Imagine leading the charge into battle and at the crest of the hill, turning around and discovering there are no troops behind you. This was the situation the leaders of Southern New England Telephone Company (SNET) faced in 1994 when Connecticut deregulated the local market.
SNET had been thrown into uncharted waters as Connecticut was the first state to open its telecommunications markets to competition, more than a year and a half before the United States Congress passed the federal Telecommunications Act (1996).
Having had advance notice, the leaders had worked diligently with a top consulting firm to create a comprehensive strategic plan that would make them competitive. It involved restructuring into wholesale and retail operations and providing an array of new retail services.
However, a few months before the “go live” date (July 1), during a day-long meeting, the officers of the company realized the people who would need to implement the plan were ill-prepared. They did not understand and were not committed to the significant changes that would be needed in their attitude and behavior if the company were to become a competitive retail service provider.
The officers realized that unless they did something drastic, the competition was likely to eat their lunch.
They immediately began a high-involvement initiative aimed at engaging a “critical mass” of the employees, including the union leadership, in confirming the strategies, in identifying a vision of the new culture and the values needed to guide behavior and decisions, and in identifying roadblocks that needed to be removed.
Fortunately the leaders had taken a look behind them and noticed the troops were doing business as usual before they led the charge. But even so, it now required a lot of time, effort and angst in the eleventh hour.
Why did they find themselves in this difficult situation?
The officers of the company had done their planning in isolation, not asking for input from those outside their “tower,” and they had neglected to consider how they would transform the sleepy monopoly culture into a customer-oriented culture.
If they had involved wide representation of management and front-line workers during the earlier planning process, their people would have joined them on the journey from the beginning. Not only would there have been better understanding of the strategies throughout the company, the officers would have gotten good input on feasibility of the strategies and what would be needed for successful implementation.
Why did the eleventh hour initiative make a difference?
The officers approached the situation in a completely different manner than they had during their previous planning effort.

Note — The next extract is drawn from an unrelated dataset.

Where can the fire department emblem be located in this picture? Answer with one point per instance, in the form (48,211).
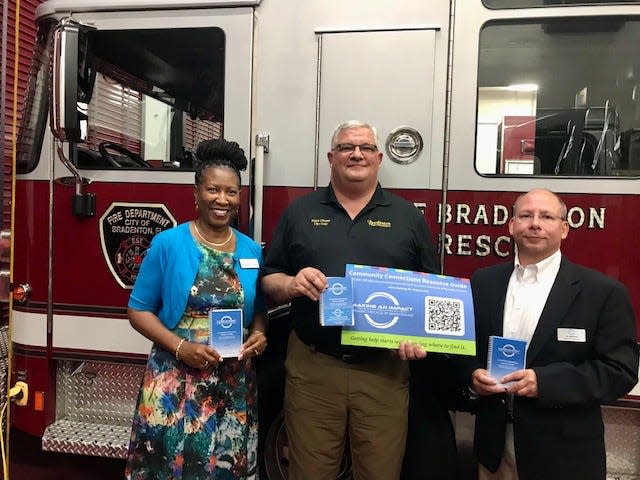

They had the courage to ask their employees, “Do you think this plan is a good idea? What do we need to do to make it work?” And then they listened and trusted that their people would know best what was needed.
7 tips to help ensure the troops will be behind you.
It’s a balancing act. If you are too process-focused, you are in danger of losing momentum. If you are too results-focused, you are in danger of losing your troops. The key is to involve people as early as possible in order to create a “critical mass” of support while continuing to moving forward. Keep these guidelines in mind:
- You can craft the most wonderful solution or plan, but if you do it in isolation, you might be surprised by the lack of enthusiasm it generates. When people participate in creating a plan, they have a deeper understanding of what’s needed and are more invested in its success.
- Taking the time upfront to involve people can be frustrating for those who already have ideas or are feeling urgency. Remember to have patience with process. Go slow at the beginning in order to go faster and smoother later.
- The planning process itself creates learning and change for those who participate in it. If you wait to pull people in at the end, they will not understand the issues the way you do, nor will they share your enthusiasm.
- Instead of jumping straight into problem solving or planning, first consider who needs to be at the table – who are your stakeholders, what will be required of them for implementation, and how to best involve them.
- Any plan for a new initiative, for change or for problem-solving, should include a plan for how you will inform and/or involve the people who will need to support it.
- As you proceed, pay attention to how, not just what, you are doing.
- Trust your people. Have the courage to ask, listen, and let go of control. You will actually be a better leader as a result.